We have a new logo.
Before I say anything else: huge thank you to Justin Thompson, a good friend who brought this vision to life. Justin took a loose set of vibes and references and turned them into something that makes me grin every time I see it. If your logo doesn’t make you grin, what’s even the point?
Now, let’s talk about what we ended up with.
Yes, We Know What It Looks Like
This logo absolutely screams late ’90s, early 2000s edutainment software. And we know it.
The chunky rounded type. The high-saturation gradients. The dimensional drop shadows. The magnifying glass tucked into the R like a little easter egg. If you grew up in the era of JumpStart, Reader Rabbit, or ClueFinders, this probably triggers something deep in your brain — a memory of a Scholastic computer lab, a colorful CD in a chunky plastic case, a screen that invited you to click to explore.
That’s not an accident. That’s the whole idea.
Why Not Go Sleek?
Most AI consultancies go the other direction. Clean sans-serif. Monochrome. Maybe a subtle gradient if they’re feeling wild. The visual language says: We are serious. We are enterprise. We are expensive.
And look, there’s nothing wrong with that. But it’s not us.
We’re a two-person consultancy in St. Louis that helps small business owners get their operations out of their heads. Our clients aren’t Fortune 500 companies with innovation budgets. They’re HVAC contractors, accountants, marketing agencies, and solo consultants who are drowning in the stuff they carry around in their brain every day. Pricing, processes, who does what, how things get approved.

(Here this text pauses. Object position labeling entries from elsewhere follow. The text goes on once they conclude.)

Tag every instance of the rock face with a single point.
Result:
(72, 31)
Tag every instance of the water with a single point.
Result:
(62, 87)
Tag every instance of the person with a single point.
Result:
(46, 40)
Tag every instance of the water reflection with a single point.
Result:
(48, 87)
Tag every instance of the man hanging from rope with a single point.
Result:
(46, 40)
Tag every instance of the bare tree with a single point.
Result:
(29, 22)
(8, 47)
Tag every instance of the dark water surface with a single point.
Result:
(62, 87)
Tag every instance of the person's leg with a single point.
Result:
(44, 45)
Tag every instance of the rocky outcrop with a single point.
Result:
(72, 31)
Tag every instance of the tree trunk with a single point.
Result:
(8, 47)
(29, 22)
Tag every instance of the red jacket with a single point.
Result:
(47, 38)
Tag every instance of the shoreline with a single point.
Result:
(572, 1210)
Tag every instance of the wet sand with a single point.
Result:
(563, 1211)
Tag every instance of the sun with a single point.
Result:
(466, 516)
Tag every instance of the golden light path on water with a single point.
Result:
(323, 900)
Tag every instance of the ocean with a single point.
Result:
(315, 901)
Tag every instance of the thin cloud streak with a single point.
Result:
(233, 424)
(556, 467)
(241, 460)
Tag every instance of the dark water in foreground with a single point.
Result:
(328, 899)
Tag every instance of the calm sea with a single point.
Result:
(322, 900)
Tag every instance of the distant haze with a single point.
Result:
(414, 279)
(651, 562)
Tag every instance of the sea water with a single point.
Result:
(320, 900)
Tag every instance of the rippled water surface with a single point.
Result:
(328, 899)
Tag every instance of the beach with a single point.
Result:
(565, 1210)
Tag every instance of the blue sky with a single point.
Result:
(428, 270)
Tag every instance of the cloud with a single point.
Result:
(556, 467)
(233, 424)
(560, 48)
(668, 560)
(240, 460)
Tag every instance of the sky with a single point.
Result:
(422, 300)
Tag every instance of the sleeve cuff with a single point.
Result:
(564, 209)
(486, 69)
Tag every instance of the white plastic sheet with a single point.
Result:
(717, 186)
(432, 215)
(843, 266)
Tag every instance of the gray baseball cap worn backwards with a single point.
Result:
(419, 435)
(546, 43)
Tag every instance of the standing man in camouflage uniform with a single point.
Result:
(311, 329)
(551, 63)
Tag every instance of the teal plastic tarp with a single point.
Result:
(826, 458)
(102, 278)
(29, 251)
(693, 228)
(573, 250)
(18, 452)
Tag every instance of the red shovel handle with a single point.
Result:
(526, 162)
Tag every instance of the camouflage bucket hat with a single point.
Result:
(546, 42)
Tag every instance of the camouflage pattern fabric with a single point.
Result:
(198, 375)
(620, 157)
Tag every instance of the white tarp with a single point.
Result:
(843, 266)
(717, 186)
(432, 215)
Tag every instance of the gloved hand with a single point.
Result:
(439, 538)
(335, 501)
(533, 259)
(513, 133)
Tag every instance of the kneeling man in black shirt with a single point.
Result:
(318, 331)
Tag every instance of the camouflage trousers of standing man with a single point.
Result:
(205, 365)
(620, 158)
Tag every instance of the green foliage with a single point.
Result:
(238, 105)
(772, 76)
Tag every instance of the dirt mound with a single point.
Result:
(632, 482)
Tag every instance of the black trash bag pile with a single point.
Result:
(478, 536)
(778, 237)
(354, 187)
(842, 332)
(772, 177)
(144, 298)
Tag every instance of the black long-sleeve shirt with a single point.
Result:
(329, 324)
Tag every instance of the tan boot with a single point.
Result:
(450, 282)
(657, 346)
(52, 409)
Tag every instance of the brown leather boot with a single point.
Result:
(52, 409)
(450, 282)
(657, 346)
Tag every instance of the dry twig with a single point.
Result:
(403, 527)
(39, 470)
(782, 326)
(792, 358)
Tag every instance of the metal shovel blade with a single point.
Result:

The last thing those people need is another company trying to intimidate them with how sophisticated AI is. They need someone who makes it feel approachable. Friendly. Maybe even — dare I say — fun.
The Edutainment Era Got Something Right
Here’s what I think the early 2000s educational software aesthetic actually represents: optimism about technology as a tool for curiosity.

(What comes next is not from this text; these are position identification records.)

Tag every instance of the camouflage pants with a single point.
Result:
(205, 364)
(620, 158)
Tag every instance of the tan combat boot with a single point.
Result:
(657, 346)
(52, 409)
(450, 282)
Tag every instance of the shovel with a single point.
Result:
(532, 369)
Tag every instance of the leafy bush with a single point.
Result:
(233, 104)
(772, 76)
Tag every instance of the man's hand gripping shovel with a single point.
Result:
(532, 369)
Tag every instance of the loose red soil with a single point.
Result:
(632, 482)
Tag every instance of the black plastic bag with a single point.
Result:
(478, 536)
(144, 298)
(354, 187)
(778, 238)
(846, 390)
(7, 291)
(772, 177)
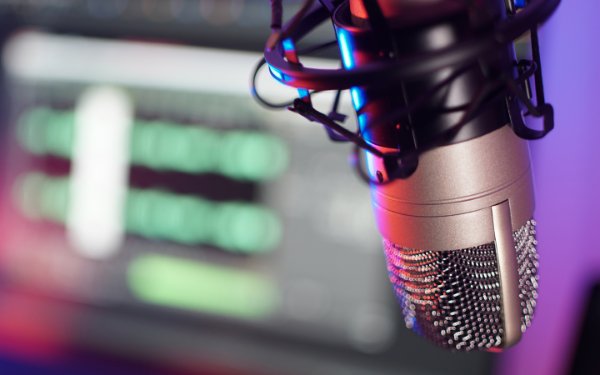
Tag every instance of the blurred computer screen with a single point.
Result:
(153, 215)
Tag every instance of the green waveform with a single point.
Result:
(204, 287)
(161, 145)
(155, 214)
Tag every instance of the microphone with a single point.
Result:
(441, 103)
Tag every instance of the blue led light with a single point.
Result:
(288, 44)
(358, 98)
(345, 48)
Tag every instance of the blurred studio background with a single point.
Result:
(187, 230)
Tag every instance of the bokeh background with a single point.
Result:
(251, 249)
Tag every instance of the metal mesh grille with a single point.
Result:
(453, 297)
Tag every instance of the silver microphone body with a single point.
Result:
(459, 240)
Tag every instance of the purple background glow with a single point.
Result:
(566, 168)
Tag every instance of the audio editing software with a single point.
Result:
(151, 209)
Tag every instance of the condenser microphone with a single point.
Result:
(440, 100)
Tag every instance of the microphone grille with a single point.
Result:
(453, 298)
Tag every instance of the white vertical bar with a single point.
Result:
(99, 171)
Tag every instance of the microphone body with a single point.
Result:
(441, 102)
(458, 232)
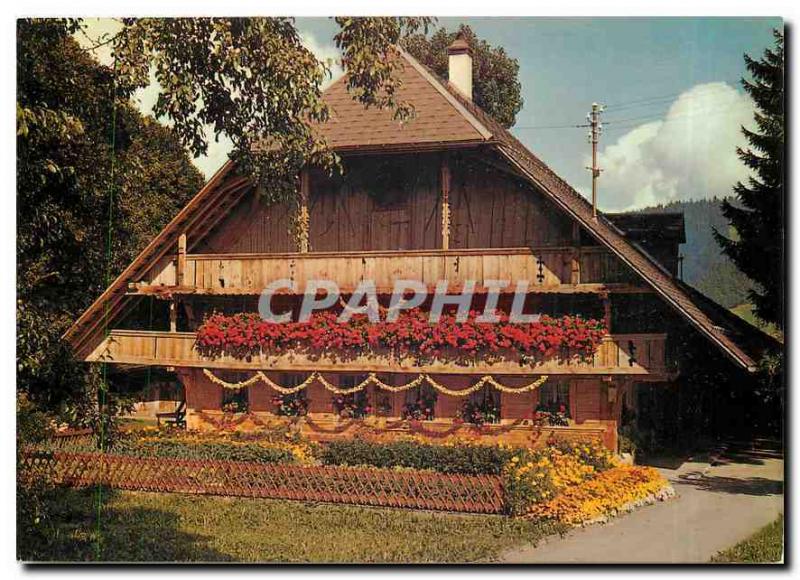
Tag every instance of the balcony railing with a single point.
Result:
(547, 269)
(620, 354)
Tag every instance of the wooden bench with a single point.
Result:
(176, 417)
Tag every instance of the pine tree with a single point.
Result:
(758, 246)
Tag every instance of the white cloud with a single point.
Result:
(690, 153)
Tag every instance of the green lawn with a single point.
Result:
(765, 546)
(142, 527)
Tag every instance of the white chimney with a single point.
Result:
(460, 65)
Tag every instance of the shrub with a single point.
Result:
(181, 445)
(463, 458)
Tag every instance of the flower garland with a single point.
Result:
(372, 379)
(411, 335)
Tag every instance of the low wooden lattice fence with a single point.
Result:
(373, 487)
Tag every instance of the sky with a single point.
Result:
(674, 105)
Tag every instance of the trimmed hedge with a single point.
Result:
(178, 448)
(465, 459)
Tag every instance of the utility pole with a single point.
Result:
(595, 129)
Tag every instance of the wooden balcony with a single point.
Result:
(640, 355)
(547, 269)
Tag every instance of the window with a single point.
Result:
(482, 406)
(295, 404)
(554, 398)
(420, 403)
(355, 405)
(234, 400)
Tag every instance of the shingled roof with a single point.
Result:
(443, 118)
(439, 117)
(698, 312)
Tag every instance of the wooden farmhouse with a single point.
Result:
(449, 195)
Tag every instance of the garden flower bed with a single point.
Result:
(567, 482)
(247, 334)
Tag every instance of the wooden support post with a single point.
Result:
(303, 216)
(607, 311)
(180, 267)
(173, 315)
(575, 274)
(445, 178)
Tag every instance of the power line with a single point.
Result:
(628, 105)
(645, 101)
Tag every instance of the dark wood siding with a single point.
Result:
(380, 206)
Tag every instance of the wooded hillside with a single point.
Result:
(704, 265)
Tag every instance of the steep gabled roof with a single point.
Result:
(443, 118)
(539, 174)
(440, 118)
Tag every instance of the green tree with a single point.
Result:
(758, 248)
(79, 139)
(65, 122)
(252, 80)
(496, 85)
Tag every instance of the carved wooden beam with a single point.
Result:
(445, 179)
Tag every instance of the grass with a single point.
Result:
(763, 547)
(151, 527)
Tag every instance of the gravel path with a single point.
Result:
(720, 502)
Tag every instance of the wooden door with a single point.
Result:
(389, 228)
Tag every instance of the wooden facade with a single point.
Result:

Those programs weren’t trying to impress you. They were trying to get you to click around and discover things. The bright colors and playful icons weren’t dumbing anything down — they were lowering the barrier to entry. Saying: this is for you, come explore, you don’t need to be an expert to start.
That’s exactly the energy we want Moser Research to have.

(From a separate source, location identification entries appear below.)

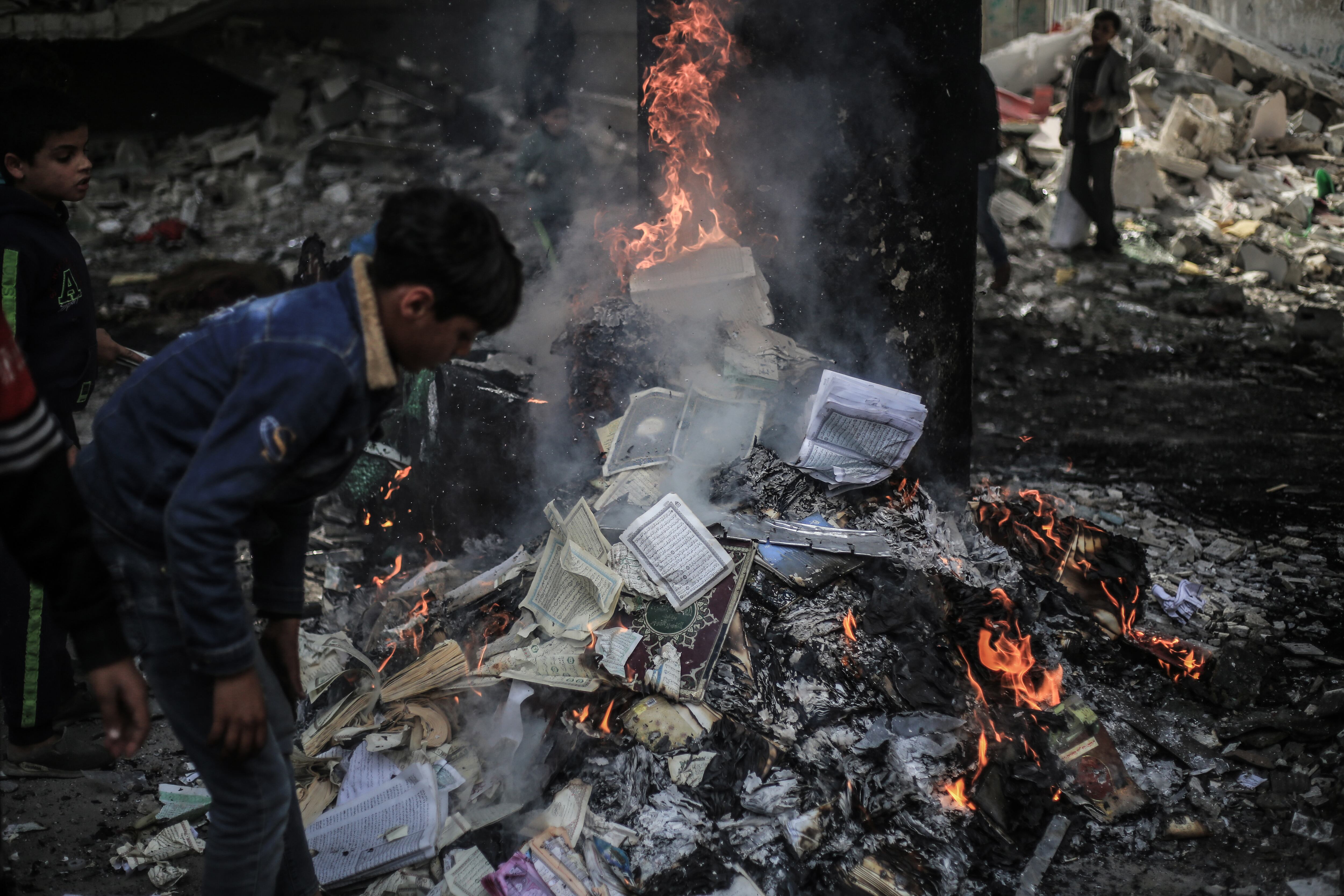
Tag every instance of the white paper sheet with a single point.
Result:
(616, 647)
(464, 878)
(353, 843)
(647, 430)
(557, 663)
(677, 551)
(488, 581)
(859, 432)
(573, 593)
(639, 488)
(365, 772)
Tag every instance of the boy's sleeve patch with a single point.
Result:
(10, 288)
(275, 440)
(70, 292)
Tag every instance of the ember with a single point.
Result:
(957, 792)
(851, 627)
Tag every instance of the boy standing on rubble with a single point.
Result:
(46, 531)
(49, 307)
(232, 433)
(550, 165)
(1099, 89)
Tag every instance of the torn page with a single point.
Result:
(363, 839)
(664, 675)
(639, 488)
(464, 878)
(714, 432)
(677, 551)
(322, 660)
(569, 808)
(558, 663)
(616, 647)
(1185, 604)
(634, 578)
(837, 467)
(580, 529)
(647, 430)
(487, 582)
(858, 432)
(365, 772)
(607, 434)
(573, 593)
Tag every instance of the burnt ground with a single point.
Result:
(1136, 378)
(1115, 379)
(1121, 378)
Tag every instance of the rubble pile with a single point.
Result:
(1229, 182)
(342, 134)
(865, 691)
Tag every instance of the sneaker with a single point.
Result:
(61, 751)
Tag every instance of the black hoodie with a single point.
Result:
(48, 301)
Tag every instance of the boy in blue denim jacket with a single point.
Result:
(232, 433)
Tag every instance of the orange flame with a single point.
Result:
(397, 567)
(982, 758)
(1011, 658)
(850, 625)
(957, 790)
(694, 58)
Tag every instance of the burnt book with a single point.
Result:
(697, 633)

I wrote a while back about my journey from building Geocities pages as a kid to managing this website with Claude. That post was about how the arc of technology keeps bending back toward the same thing: describe what you want, get a working result. The tools get more powerful, but the fundamental interaction — curiosity in, capability out — stays the same.
This logo captures that. It’s the visual equivalent of “click to explore.” It says discovery, not disruption. It says let’s figure this out together, not hire us because we’re smarter than you.
Personality Over Minimalism
Modern branding tends to flatten everything. Reduce the color count. Remove depth. Simplify until there’s nothing left to remove.
Our logo goes the other direction. Multi-color letters instead of a strict brand palette. Three-dimensional shadows instead of flat vectors. A magnifying glass that’s part of the letterform, not an icon floating in a circle next to a wordmark.
It embraces personality instead of minimalism. And for a consultancy that’s trying to make AI feel human-scale and accessible, that feels right.
What’s Next
The logo is live on the site now — you can see it up in the nav bar. We’ll be rolling it into other places over the coming weeks.
If you’re a small business owner who’s been curious about what AI can actually do for your day-to-day operations — not the hype, not the buzzwords, just the practical stuff — we’d love to talk. We promise the conversation will feel more like exploring a fun program than sitting through an enterprise sales pitch.
Thanks again to Justin Thompson for the design work. And thanks to everyone who’s been following along as we build this thing. We’re just getting started.